Hoylake lifeboatmen lost attending to vessel Traveller

Cheltenham Chronicle - Thursday 17 January 1811: The Liverpool shipping list exhibits a most melancholy aspect. Saturday week, a boat manned with ten people was dispatched from Hoylake to render assistance to the ship Traveller, driven ashore on the Cheshire coast, about mile to the eastward of Hoylake. The sea was running dreadfully high, and they paused a moment before they ventured to approach. At last, with the characteristic boldness of British sailors, they pushed towards her; but no person being on board, they, unfortunately, failed in catching the ropes which hung over her side, and were driven beyond her by the violence of the waves. At that instant, a terrible sea struck her bow, and overwhelmed her; by which afflicting accident, eight of these poor fellows lost their lives. A number of spectators were standing on the beach, within a hundred yards, but unable to afford the poor sufferers the smallest assistance. These brave fellows have for many years formed the crew of the life-boat at Hoylake, and have displayed the greatest promptitude and alacrity in rendering assistance.

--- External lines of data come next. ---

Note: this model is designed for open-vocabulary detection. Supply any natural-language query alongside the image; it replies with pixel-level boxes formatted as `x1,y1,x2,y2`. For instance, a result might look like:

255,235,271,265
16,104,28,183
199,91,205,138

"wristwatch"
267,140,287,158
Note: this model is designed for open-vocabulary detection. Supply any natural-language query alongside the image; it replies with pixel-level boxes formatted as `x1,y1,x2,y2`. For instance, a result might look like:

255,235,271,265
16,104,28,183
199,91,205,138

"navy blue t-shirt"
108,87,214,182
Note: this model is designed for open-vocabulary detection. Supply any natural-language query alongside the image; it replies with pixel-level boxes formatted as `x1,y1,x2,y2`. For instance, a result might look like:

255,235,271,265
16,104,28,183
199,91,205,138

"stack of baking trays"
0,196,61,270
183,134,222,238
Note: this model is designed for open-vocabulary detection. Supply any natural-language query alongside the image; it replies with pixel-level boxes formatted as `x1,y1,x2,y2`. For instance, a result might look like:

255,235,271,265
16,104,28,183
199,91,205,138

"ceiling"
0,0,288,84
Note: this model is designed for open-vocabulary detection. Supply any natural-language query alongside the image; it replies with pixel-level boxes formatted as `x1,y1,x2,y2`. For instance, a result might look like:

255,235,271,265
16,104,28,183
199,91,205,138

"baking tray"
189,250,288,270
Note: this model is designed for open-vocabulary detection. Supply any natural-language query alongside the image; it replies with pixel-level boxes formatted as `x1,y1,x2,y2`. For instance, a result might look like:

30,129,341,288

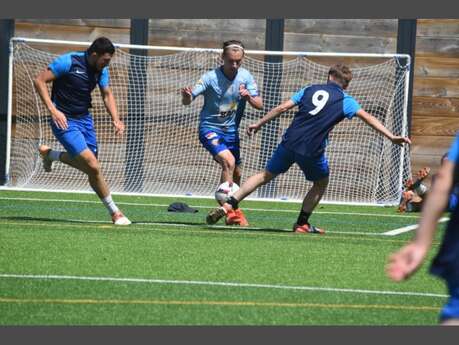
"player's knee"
312,177,329,191
87,159,101,176
222,156,236,170
233,166,242,180
260,170,274,184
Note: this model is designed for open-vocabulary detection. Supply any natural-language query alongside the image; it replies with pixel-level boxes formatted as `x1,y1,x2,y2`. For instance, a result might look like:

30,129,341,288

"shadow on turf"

Chester Courant - Tuesday 01 January 1811: Melancholy Catastrophe. On Monday the 24th instant, coroner's inquest taken, by Mr. Faithful Thomas, at Hoose, near Hoylake, in this county, on view the bodies of John Bird the elder, John Bird the younger, Henry Bird, Richard Hughes, Thomas Hughes, Joseph Hughes, and Nicholas Seeds, eight poor fishermen there, who were unfortunately drowned on the 22nd instant, by the upsetting of a lifeboat in the River Mersey, in prosecuting the laudable attempt of going on board a vessel in distress, called the Traveller, of Liverpool, which had been driven on shore by the violence of the weather in the course of the preceding night, for the purpose of giving their assistance to the vessel. There were two other persons in the boat, viz. Thomas Davies and Thomas Fulton, at the time of the accident, who with great difficulty, owing to the roughness of the sea and the heavy surf then breaking on the beach, were enabled to reach the shore. One of the poor sufferers, just as the accident happened, caught hold of a rope hanging down the side the vessel, by which he remained suspended for three quarters of an hour, in sight of the numerous spectators on shore, who, though the distance from the vessel was not more than about thirty yards, could not possibly give him any assistance; and at length, being quite exhausted, he was washed away by the violence of the waves, and sunk to rise no more. What adds greatly to the calamity is, that John Bird the elder has left a wife and ten children, Richard Hughes a wife and five children, and Henry Bird a wife and three children, to lament their untimely fate, and who being deprived their industrious exertions, are now left destitute of the means of gaining a livelihood. As there is a life boat in the immediate neighbourhood of the place where the accident happened, it is a pity that the unfortunate persons attempting so perilous an undertaking, were not furnished with so necessary and so useful protection for their persons, and especially as the signal at the life boat house had been hoisted by the person having the care of it, for the express purpose of affording assistance to the above-mentioned vessel.